If I understant correctly, my matrix should be equal to
$$\frac{1}{2}\left((e_1,e_2)-(e_2,e_1)\right),$$
I just don't know what these $e_1$ and $e_2$ mean (I suppose they are not meant to be the same as the basis vectors of $M$).
Are $e_1$ and $e_2$ meant to be columns of the matrix $g$?
In that case the matrix of antisymmetrization would be
$$\pi_A(g)=\frac{1}{2}\left(\begin{array}{cc}6&-6\\-11&11\end{array}\right)$$
Actually, the $e_{\pi(i)}$ are inteded to be the same you computed in the dual basis, but with another meaning. In fact, $(e_2,e_1)$ and $(e_1,e_2)$ are to be intended as a permutation operators on the tensor.

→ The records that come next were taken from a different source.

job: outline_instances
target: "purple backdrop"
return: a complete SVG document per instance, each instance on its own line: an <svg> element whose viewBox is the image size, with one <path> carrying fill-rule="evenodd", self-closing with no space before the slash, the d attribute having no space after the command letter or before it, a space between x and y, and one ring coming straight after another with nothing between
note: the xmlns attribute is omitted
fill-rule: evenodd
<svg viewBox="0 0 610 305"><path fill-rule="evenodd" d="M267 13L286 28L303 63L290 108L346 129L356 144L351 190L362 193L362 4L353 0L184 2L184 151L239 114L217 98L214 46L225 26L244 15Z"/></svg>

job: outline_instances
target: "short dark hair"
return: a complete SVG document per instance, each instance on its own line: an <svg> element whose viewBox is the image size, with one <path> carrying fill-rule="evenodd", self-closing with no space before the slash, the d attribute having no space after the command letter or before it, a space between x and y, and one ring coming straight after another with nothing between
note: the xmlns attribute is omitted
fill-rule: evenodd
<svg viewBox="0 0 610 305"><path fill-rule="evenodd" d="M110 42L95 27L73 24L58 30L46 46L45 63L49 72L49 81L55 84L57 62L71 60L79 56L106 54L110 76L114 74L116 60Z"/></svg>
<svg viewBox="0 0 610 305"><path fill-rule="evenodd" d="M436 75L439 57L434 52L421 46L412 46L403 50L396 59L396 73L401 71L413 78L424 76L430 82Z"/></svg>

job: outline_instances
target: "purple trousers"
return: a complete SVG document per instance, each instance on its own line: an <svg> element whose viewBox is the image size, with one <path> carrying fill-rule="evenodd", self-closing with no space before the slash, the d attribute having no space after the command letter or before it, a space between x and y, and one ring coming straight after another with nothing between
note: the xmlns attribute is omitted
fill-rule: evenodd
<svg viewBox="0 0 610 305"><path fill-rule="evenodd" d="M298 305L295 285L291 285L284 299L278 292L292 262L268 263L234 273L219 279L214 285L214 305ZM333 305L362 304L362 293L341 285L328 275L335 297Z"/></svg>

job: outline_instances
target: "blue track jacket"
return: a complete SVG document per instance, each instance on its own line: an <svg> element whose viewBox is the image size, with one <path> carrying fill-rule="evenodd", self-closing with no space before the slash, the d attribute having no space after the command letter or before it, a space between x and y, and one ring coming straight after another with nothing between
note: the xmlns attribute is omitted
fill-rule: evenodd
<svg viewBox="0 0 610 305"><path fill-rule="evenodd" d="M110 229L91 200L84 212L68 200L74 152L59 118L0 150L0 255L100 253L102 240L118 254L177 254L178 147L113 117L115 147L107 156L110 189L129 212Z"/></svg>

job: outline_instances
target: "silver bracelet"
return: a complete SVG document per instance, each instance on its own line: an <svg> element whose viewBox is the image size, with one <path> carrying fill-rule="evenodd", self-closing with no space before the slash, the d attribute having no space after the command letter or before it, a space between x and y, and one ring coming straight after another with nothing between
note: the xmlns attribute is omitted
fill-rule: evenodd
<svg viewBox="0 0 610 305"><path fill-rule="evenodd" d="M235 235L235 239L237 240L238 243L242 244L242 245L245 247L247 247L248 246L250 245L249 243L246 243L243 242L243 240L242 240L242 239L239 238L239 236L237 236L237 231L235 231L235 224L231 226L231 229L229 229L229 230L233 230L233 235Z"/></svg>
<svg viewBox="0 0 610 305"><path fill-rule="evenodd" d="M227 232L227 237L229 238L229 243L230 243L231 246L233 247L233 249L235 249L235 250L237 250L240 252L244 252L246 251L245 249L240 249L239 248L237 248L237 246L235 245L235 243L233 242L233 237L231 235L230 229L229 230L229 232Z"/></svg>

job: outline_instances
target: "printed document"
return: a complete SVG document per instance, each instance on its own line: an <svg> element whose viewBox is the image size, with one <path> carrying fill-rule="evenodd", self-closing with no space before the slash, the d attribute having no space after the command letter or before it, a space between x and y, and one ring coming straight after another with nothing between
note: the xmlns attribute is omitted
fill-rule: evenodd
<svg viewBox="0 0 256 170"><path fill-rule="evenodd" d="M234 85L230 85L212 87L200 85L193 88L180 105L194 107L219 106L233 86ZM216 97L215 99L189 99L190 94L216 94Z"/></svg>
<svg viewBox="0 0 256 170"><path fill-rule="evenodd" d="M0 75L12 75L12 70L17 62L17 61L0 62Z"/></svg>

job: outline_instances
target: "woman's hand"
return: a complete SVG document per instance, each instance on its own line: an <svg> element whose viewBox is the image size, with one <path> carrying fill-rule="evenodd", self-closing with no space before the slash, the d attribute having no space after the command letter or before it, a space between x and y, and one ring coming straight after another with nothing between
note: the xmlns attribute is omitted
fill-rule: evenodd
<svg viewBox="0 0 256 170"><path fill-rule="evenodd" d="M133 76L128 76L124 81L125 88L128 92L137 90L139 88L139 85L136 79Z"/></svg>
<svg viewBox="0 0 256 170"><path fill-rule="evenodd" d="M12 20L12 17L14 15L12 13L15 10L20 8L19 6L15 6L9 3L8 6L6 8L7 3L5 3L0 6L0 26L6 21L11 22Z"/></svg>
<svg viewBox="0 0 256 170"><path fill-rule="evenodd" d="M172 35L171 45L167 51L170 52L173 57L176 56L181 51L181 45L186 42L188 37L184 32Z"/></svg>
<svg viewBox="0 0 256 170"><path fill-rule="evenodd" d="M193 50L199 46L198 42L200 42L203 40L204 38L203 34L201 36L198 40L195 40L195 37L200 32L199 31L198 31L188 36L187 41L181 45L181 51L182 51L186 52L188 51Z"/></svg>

In particular, $(e_1,e_2)$ is the identity operator, whereas $(e_2,e_1)$ swaps the indices as $$ (e_2,e_1) (e_1\otimes e_1) =e_2 \otimes e_2,\\ (e_2,e_1) (e_1\otimes e_2) =e_2 \otimes e_1,\\\dots $$ Notice that these operators are linear, and you can compute their effect on the matrix. In fact, $(e_1,e_2)$ does not change the matrix $g$, whereas $(e_2,e_1)$ coincides with the transposition of the matrix.
In your case, $$ \pi_A(g)=\frac{1}{2}(g-g^T) $$ that is what is commonly known as the skew(or anti)-symmetric part of $g$.